Me, it was always about being able to bounce around to where I wanna be. Like, with 'Arular,' people always say it's so political, but I think 50 per cent of the album is not very political at all. It's just really a shouty, shouty girl thing.
Basically, when I went to school in Sri Lanka from age five onward, the classes there were sometimes sorted into a hierarchy of your skin tone. So the fairer-skinned kids sat at the front row, and the darker-skinned kids sat at the back by the poor ones who played out in the street all day long.
When we moved to England in 1986, I was ten years old and I didn't know anything about punk or hip hop.

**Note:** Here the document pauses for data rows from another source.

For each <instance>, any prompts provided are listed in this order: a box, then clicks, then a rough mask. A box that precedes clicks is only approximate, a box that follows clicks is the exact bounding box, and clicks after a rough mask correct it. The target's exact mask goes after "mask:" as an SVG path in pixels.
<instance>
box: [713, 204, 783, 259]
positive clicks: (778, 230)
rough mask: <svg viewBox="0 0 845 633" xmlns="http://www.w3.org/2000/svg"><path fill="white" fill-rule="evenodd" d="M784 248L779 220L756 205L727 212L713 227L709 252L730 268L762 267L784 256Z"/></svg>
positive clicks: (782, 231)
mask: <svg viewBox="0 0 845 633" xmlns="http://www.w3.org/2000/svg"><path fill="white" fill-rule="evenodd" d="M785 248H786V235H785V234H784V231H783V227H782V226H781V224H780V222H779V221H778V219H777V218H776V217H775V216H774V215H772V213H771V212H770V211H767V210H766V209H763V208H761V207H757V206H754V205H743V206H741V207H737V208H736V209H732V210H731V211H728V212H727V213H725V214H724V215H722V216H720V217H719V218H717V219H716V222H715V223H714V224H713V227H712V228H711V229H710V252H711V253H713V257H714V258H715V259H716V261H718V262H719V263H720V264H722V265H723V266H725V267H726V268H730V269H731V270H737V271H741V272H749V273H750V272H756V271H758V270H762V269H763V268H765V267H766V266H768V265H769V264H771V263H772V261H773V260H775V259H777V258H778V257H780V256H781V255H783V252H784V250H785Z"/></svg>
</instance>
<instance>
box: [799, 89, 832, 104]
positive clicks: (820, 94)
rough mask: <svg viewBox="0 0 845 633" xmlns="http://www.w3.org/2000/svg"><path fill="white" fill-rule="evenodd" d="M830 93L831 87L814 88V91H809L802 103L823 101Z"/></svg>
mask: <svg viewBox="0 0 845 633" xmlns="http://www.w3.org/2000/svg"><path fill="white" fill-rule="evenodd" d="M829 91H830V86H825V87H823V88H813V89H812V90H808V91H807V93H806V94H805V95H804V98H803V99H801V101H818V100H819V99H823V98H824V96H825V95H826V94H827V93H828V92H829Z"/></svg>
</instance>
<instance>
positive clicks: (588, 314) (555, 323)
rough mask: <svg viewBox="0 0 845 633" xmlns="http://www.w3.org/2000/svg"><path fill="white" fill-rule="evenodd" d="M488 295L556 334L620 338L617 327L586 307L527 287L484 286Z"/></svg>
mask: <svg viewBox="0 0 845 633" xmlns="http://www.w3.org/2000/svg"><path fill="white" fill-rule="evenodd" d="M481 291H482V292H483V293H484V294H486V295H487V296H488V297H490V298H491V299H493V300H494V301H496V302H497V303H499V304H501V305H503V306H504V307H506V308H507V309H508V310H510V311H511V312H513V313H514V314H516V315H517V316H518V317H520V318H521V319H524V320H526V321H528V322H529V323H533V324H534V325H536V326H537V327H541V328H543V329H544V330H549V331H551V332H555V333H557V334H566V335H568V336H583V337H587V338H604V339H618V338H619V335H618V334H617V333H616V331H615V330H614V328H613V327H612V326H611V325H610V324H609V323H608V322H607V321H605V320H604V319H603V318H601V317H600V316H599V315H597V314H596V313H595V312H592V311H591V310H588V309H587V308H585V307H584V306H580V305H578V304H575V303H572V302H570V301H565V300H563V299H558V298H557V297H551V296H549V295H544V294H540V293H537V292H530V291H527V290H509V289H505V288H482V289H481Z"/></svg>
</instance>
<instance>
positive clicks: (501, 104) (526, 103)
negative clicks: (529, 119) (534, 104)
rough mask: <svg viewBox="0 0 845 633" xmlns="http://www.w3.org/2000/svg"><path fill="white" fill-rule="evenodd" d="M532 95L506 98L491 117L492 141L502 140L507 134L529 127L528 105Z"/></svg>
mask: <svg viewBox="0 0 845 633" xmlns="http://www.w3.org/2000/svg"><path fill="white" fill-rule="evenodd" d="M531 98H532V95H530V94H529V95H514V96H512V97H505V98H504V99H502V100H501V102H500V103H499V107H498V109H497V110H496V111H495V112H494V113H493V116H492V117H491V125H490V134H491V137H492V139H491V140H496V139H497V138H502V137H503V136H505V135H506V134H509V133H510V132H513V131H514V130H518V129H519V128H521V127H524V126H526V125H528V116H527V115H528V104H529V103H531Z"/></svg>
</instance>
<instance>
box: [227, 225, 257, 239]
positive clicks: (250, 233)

The only words I knew in English were 'dance' and 'Michael Jackson.' We got put in a flat in Mitchum, and the council gave us second hand furniture, second hand clothes and a second hand radio that I took to bed with me every night.
In New York, everyone's really neurotic and talks about themselves all the time.
Matangi's mantra is aim, which is MIA backwards. She fights for freedom of speech and stands for truth, and lives in the ghetto because her dad was the first person in Hindu mythology who came from the 'hood, but had gained enlightenment through not being a Brahmin.
'Paper Planes' was an accident. It wasn't a song we made for the masses. It took two years to get popular, and there were many fights about censoring the gunshot sounds.
You have, in America, you have gang signs. Well, 5,000 years ago, there was thing called a mudra, which is your sitting position when you do yoga or you're meditating or you're praying or whatever. And there's not a lot of them that are named after gods and goddesses, but the middle-finger is specifically named the Matangi mudra.